O presidente dos Estados Unidos, Donald Trump, chocou aliados e observadores ao anunciar, neste domingo (16), a determinação para que o Pentágono reduza significativamente os exercícios militares conjuntos com a Coreia do Sul. A decisão foi comunicada através de sua plataforma de mídia social, a Truth Social, onde Trump expressou descontentamento com os acordos prévios para a participação americana nas manobras.
Embora tenha admitido que era tarde demais para cancelar completamente as operações programadas, Trump declarou não estar satisfeito com a decisão anterior de participar. Os exercícios militares anuais, conhecidos como Ulchi Freedom Shield, estavam previstos para ocorrer entre 17 e 27 de agosto, com a participação de aproximadamente 18 mil militares sul-coreanos. A Casa Branca e o Pentágono ainda não se pronunciaram oficialmente sobre a ordem presidencial.
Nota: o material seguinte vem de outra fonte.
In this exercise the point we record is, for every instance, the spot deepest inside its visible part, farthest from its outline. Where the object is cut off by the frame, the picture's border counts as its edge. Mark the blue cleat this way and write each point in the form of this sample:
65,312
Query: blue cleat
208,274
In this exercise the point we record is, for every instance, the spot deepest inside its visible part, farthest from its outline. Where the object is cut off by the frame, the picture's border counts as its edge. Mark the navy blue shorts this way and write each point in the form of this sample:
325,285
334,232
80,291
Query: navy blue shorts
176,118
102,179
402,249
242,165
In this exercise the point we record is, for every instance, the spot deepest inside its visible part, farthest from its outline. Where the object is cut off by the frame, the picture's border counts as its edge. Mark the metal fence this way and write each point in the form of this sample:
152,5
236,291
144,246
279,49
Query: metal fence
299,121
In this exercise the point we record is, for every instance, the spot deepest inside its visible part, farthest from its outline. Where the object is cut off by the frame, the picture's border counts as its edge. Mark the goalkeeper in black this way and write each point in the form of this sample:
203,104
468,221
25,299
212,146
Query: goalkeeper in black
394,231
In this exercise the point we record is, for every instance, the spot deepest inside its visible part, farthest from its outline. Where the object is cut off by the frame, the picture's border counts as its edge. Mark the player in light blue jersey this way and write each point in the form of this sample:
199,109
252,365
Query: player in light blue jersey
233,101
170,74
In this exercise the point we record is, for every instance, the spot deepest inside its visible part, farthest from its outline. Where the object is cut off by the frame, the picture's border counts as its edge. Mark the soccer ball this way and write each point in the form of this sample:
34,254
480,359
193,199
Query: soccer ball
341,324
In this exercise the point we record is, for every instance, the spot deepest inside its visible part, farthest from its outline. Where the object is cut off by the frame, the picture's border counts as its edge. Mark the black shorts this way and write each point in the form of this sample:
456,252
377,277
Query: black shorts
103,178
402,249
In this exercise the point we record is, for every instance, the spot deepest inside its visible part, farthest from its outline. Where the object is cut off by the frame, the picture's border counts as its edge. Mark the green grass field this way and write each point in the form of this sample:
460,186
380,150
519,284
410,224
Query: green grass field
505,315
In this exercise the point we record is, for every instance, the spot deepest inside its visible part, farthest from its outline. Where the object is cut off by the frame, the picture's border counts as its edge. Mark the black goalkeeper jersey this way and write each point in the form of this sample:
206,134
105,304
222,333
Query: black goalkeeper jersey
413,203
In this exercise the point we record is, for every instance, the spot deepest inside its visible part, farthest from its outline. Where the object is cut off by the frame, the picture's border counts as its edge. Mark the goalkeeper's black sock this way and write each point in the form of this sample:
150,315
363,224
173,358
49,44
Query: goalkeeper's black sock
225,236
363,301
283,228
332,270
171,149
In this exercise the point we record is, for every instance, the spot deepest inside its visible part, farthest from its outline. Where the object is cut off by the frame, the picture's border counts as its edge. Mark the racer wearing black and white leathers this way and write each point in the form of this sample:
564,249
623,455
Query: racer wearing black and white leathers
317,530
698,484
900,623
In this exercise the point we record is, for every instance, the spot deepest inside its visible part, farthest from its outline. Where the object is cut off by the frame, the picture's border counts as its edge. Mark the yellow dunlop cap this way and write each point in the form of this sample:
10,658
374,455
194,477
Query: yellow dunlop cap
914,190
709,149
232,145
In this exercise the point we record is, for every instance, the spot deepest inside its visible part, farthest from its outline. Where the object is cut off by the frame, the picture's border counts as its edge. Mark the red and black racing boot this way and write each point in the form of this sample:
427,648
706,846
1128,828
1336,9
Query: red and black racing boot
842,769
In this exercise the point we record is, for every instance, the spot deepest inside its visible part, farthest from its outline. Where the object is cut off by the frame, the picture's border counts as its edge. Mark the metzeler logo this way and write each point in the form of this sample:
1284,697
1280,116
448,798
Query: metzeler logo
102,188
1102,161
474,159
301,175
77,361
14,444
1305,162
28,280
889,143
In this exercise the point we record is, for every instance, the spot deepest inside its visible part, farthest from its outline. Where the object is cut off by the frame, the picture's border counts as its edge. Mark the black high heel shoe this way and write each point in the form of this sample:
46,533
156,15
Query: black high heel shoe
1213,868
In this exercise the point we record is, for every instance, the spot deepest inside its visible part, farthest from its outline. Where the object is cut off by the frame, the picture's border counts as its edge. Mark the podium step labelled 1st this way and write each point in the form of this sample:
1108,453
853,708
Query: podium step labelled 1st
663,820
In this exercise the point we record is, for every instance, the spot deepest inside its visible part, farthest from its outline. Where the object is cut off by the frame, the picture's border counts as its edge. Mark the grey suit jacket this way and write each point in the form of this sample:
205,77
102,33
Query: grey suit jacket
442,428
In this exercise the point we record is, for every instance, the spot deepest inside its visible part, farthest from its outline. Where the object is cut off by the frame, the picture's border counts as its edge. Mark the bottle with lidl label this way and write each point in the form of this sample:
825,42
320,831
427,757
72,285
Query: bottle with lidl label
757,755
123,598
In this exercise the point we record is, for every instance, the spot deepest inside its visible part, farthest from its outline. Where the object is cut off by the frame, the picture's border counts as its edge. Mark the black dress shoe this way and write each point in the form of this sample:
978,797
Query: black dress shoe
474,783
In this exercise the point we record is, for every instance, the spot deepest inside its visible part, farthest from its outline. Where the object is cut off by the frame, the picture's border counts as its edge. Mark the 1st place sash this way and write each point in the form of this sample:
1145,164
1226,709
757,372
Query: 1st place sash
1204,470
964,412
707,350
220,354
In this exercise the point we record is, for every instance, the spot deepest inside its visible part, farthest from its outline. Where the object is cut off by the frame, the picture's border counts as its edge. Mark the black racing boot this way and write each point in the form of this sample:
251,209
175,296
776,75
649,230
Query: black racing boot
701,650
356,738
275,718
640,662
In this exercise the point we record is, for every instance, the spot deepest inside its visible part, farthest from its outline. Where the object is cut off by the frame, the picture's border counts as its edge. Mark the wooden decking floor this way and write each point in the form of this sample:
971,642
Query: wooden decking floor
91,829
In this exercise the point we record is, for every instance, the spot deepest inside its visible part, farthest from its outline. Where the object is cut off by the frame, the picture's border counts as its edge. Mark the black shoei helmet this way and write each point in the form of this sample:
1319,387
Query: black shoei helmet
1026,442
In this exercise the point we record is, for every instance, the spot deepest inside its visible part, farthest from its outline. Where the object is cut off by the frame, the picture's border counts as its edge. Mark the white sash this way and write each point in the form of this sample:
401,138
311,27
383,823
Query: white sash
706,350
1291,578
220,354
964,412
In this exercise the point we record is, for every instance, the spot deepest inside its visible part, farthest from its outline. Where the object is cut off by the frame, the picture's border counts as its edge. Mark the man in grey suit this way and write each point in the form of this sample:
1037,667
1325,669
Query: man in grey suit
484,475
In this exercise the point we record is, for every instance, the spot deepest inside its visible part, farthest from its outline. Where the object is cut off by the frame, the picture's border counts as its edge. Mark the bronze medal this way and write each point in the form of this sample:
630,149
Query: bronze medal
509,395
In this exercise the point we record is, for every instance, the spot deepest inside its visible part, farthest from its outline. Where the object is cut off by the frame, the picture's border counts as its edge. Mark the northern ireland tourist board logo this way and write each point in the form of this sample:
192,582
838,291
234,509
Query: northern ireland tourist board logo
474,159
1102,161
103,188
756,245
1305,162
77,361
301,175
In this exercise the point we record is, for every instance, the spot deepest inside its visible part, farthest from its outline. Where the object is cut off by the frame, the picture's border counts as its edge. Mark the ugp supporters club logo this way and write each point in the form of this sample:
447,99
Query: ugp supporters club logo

Em sua publicação, o ex-presidente americano fundamentou sua decisão citando a **”relação muito boa”** que mantém com o líder norte-coreano, Kim Jong-un. Trump argumentou que esses exercícios não são apenas caros, mas também enviam um sinal inadequado e hostil a um país que, segundo ele, não representa ameaça e tem sido respeitoso desde o início de sua presidência.
Manobras militares anuais em foco
As manobras militares em questão, Ulchi Freedom Shield, são planejadas para incluir simulações de combate a drones, interrupção de sinais de GPS e defesa contra ataques cibernéticos. O objetivo principal desses treinamentos é **adaptar as tropas às novas capacidades bélicas da Coreia do Norte**, que tem demonstrado avanços em seu programa de mísseis e outras tecnologias militares.
A Coreia do Norte, por sua vez, tem rotineiramente denunciado os exercícios entre Washington e Seul, classificando-os como preparativos para uma possível invasão. Essa tensão histórica é um dos pano de fundo para as decisões de Trump.
Desavenças com Seul e a questão iraniana
Além da questão dos exercícios militares, Donald Trump aproveitou sua publicação para criticar a postura da Coreia do Sul em relação a outros assuntos internacionais, especificamente o conflito envolvendo os Estados Unidos, Israel e o Irã. Ele relatou ter questionado o presidente sul-coreano sobre a disposição de Seul em se juntar aos EUA na desnuclearização do Irã, recebendo uma resposta negativa.
Essa divergência de posições em relação ao Irã demonstra um **desalinhamento entre os interesses americanos e sul-coreanos** em certas agendas diplomáticas, o que parece ter influenciado a decisão de Trump sobre os exercícios militares.
Contexto geopolítico e a guerra na Ucrânia
A decisão de Trump ocorre em um momento de escalada de tensões na península coreana e de envolvimento da Coreia do Norte na guerra da Ucrânia. Autoridades militares americanas apontam que as tropas norte-coreanas, ao lutarem ao lado da Rússia na invasão da Ucrânia, têm adquirido experiência valiosa, especialmente no uso de drones, guerra eletrônica e operações cibernéticas.
Relatos recentes indicam que mísseis de fabricação norte-coreana foram utilizados em ataques russos na Ucrânia, evidenciando uma **cooperação militar crescente entre Pyongyang e Moscou**. Esse cenário complexo adiciona mais uma camada de incerteza às relações de segurança na Ásia e na Europa.